Having spent the past couple of years slogging my way through World War II historical novels, I have become somewhat addicted to stories that take place in a much more hopeful era – the Roaring Twenties. True, there were those poor souls returning from fighting in the horrific First World War, but in the 1920s, people were optimistic that things would be better and that they would be able to find alcohol even in the midst of temperance.

The Girl from The Savoy, a novel written by the prolific author Hazel Gaynor, tells the story of one young woman who was darkly impacted by World War I, but faces the future with great hope and spirit.

Dolly Lane, a talented dancer, has always dreamed of being in show business. Her dream conflicted with her love for hometown boyfriend Teddy, who is a victim of World War I. Through the help of a friend, Dolly gets a job as a housekeeper at London’s famed Savoy Hotel, where she hopes to become recognized by some of the famous show business people who live there.

She has a chance encounter with a young businessman as she rushes to work on the first day, and can’t begin to imagine how that encounter will impact her life. It isn’t long before Dolly answers an unusual ad to be a muse to a young songwriter. Through this position, she meets and becomes friends with well-known actress Loretta May, who will change Dolly’s life. But Loretta has her own sad secret. Wars have a way of affecting everyone in some way or the other.

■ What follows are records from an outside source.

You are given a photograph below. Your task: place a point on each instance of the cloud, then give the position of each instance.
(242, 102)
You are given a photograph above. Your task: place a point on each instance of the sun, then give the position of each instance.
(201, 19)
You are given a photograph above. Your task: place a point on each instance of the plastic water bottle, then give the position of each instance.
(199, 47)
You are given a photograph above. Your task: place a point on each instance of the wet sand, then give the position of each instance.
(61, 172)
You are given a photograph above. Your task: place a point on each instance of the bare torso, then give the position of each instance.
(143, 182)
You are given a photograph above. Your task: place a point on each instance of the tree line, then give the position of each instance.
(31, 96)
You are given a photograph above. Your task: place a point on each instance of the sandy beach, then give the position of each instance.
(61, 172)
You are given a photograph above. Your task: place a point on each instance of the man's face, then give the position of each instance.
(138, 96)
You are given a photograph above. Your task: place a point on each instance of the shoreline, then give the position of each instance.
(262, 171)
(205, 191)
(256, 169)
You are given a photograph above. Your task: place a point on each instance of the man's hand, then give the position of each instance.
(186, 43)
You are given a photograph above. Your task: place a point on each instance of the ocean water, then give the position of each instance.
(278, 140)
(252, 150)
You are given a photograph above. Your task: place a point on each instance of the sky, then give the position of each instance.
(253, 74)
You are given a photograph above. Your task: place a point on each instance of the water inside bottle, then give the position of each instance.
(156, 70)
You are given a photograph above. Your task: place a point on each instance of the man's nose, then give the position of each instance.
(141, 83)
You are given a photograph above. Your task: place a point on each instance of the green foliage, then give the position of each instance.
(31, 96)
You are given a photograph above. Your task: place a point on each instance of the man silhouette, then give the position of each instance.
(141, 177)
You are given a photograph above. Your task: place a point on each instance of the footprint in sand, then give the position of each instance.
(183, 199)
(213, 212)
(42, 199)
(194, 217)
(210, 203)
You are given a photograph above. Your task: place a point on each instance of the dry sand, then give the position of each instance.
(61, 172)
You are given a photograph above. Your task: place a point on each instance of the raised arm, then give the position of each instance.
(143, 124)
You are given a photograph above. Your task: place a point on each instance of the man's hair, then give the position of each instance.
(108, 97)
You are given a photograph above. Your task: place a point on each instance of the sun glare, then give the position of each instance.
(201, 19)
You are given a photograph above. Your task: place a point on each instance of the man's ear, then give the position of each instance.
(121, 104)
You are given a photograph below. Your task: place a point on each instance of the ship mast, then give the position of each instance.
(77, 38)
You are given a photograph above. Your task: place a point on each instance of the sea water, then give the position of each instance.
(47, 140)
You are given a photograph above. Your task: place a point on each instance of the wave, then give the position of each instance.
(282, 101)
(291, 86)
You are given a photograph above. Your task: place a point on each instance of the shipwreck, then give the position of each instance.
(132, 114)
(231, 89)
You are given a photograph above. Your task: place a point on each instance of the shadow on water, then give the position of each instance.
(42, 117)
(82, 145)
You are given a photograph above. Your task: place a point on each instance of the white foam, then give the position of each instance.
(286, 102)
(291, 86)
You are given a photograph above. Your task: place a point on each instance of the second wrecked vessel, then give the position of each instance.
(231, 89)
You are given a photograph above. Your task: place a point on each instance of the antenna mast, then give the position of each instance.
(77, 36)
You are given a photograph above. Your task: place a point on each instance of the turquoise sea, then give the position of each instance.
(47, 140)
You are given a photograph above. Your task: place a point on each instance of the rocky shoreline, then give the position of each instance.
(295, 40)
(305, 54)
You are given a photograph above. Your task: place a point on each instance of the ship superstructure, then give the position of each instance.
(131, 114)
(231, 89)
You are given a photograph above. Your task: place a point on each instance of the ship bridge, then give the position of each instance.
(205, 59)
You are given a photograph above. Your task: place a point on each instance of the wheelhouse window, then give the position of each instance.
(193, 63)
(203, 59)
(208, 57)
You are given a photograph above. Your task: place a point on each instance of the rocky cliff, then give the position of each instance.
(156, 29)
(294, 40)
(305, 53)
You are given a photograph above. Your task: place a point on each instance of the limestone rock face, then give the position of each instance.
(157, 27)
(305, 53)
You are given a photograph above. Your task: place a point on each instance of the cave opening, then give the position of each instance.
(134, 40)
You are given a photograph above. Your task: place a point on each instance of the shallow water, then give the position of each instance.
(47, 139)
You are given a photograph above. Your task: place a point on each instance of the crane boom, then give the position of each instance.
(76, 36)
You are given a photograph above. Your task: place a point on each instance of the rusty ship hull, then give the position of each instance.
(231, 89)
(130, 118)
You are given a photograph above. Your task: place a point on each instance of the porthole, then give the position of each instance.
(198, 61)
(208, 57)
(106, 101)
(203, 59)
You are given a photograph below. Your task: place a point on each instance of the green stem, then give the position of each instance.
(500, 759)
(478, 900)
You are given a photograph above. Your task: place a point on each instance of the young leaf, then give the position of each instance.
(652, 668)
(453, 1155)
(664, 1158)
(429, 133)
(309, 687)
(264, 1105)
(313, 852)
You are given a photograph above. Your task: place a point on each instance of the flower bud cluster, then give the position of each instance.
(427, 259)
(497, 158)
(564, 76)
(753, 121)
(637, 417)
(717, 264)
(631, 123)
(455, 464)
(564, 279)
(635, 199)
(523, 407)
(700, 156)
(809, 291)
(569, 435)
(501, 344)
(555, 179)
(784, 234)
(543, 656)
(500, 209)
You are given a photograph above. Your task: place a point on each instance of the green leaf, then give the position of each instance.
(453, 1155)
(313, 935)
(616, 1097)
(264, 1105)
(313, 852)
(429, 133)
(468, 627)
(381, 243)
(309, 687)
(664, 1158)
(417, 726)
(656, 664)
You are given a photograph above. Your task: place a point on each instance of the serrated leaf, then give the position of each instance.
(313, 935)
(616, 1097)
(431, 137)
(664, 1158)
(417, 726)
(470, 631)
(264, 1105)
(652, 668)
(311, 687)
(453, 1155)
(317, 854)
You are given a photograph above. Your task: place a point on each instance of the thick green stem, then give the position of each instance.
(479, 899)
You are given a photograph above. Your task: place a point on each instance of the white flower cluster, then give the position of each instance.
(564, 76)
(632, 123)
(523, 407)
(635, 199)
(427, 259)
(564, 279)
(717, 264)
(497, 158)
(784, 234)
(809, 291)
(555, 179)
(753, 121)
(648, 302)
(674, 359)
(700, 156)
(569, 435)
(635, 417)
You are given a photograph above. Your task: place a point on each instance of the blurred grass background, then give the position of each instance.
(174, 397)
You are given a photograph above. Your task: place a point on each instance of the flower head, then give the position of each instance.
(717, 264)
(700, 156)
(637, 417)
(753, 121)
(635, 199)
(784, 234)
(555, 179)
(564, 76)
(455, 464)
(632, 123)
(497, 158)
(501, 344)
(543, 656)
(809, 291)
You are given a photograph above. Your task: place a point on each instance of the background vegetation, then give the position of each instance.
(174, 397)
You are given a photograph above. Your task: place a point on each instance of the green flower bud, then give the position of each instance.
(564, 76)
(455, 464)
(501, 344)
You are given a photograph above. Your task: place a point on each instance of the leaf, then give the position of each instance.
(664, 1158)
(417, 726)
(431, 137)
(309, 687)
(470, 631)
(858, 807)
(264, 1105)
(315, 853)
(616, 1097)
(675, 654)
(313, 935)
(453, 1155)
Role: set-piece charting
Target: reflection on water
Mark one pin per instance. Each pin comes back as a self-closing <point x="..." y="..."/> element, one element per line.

Though Dolly is the star of the show, the novel is told in three separate voices. The author does a great job of keeping the voices unique but consistent, thereby eliminating confusion. It isn’t long before Dolly faces some difficult choices which will pave the way for the rest of her life.

The author is recognized as a romance writer, but the novel is not sappy-sweet and the characters are likeable. I love the descriptions of The Savoy Hotel, almost feeling its elegance. The ending is satisfying if somewhat predictable.